Patients who reside in Massachusetts, the first state in the United States to legislate universal coverage for all residents, often wait months to get an appointment with a primary care physician (PCP). Massachusetts, along with almost every other state is suffering from a “severe” shortage of family physicians and internists. According to a report issued by the American Academy of Family Physicians http://www.aafp.org/ and the National Association of Community Health Centers http://www.nachc.org/ almost 20 percent of Americans, 56 million people who are insured, have inadequate or no access to primary care physicians because there is a shortage of providers.

Recent data from Medical Schools show that only two percent of graduating students are electing to pursue careers in family practice and internal medicine, a decline of 52 percent over the past seven years. The cause of this seismic shift in career choice is money. Reimbursement rates for primary care have declined; student loan rates have skyrocketed and the complexity of caring for an aging population and chronically ill patients has become more challenging, especially when there is no pot of gold at the end of the rainbow.

The healthcare reimbursement system rewards doctors for procedures, not for diagnoses. A specialist who performs a procedure in a 30-minute visit is paid three times more than a primary care specialist who spends that same 30 minutes discussing and working through a patient’s issues.

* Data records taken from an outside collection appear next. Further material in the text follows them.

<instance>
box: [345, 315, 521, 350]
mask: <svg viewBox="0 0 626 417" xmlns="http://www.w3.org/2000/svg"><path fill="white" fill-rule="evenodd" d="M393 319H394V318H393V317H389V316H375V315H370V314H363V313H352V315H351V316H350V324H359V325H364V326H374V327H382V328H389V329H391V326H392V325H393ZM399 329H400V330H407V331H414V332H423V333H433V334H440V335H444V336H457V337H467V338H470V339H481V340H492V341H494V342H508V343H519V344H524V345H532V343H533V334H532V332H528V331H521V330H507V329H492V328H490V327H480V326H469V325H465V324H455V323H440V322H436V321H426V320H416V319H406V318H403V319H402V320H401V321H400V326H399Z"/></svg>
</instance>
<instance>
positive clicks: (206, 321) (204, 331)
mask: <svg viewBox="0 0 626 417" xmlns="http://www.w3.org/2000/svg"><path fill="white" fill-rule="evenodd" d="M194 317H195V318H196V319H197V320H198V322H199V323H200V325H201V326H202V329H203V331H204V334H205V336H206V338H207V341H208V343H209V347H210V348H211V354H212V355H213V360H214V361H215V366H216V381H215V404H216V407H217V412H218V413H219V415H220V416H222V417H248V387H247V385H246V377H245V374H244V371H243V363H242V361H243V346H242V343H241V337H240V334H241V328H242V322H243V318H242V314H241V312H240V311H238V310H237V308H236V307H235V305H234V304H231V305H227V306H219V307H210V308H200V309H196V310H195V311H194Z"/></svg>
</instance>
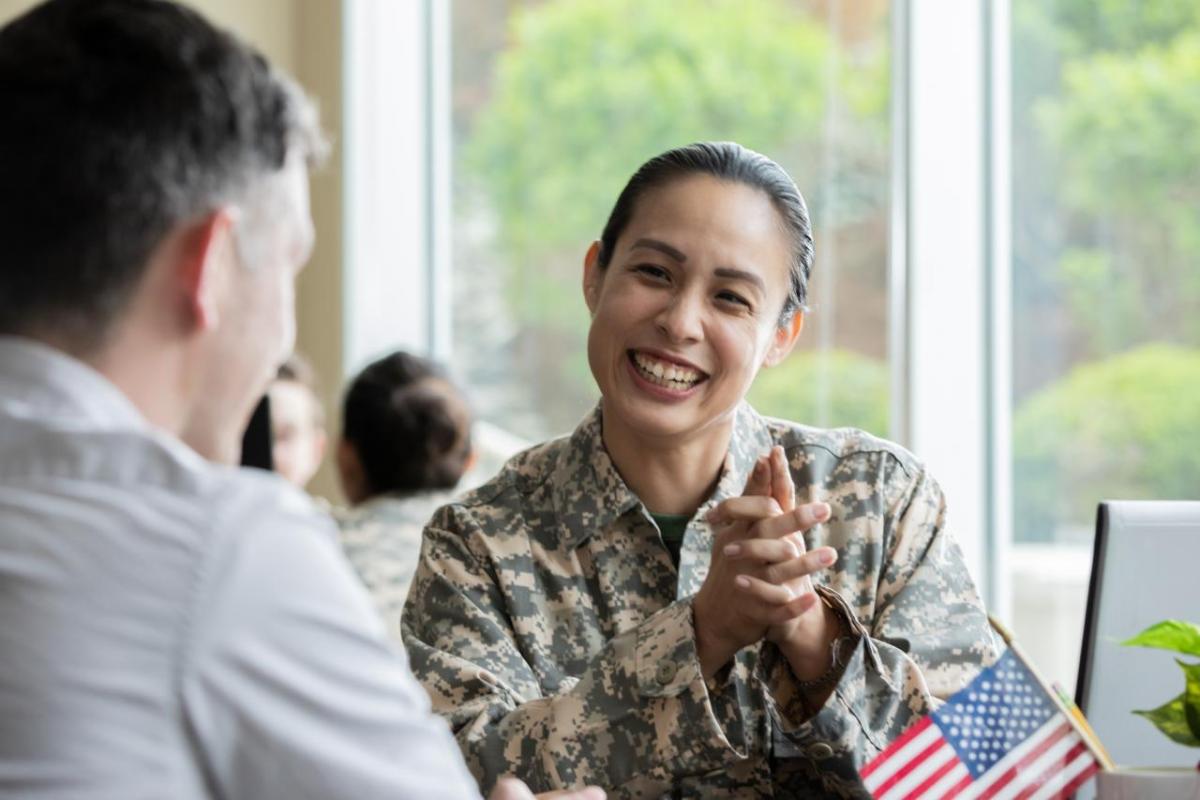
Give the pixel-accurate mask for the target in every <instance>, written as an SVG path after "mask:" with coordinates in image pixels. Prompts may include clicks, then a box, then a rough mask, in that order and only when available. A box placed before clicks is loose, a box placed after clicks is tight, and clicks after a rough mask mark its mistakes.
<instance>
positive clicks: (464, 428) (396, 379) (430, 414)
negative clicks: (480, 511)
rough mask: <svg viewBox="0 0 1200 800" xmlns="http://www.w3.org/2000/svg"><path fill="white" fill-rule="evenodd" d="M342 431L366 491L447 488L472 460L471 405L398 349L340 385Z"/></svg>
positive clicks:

As a result primary care physicians must squeeze in three patients in 30 minutes just to stay even with specialists.

At a time when primary care is most needed just to service the first wave of the 76 million baby boomers in the United States, who become eligible for Medicare, there are fewer providers. Patients older than 85 who have chronic conditions requiring close supervision will rise by 50% in this decade alone. And there are always new young families looking for family physicians, who are in short supply.

Meanwhile Title VII funding, one of the only outside sources of funding to stimulate medical education, residency education, faculty and academic development in primary care was slashed by 54% in 2006 from $88.8 million for FY 2005 to $41 million for FY 2006. There is a resolution that would restore Title VII funding in the FY2008 budget, however, the impact of the 2006 budget cuts will be felt for some time.

There is no question that the primary care physician/gatekeeper plays a critical role in 21st century healthcare where patient issues are complex and most patients require consults with specialists and numerous tests that must be monitored and managed. Solving the shortage of PCPs is critical. There are alternatives to the PCP handling everything such as the use of nurse practitioners in the physician office to offload some of the standard cases, and the proliferation of walk in clinics both in hospitals and in retail establishments that see less serious patients and are open evenings and weekends. However, the expertise and interaction between primary care physicians and the patient population cannot be replaced and must be preserved. That will only happen if the healthcare system finds better ways to incent doctors to remain in primary care. The healthcare infrastructure including hospitals, insurers and medical schools must collaborate to make primary care a more attractive career path by working on better financial packages for aspiring physicians and more attractive compensation models for working physicians.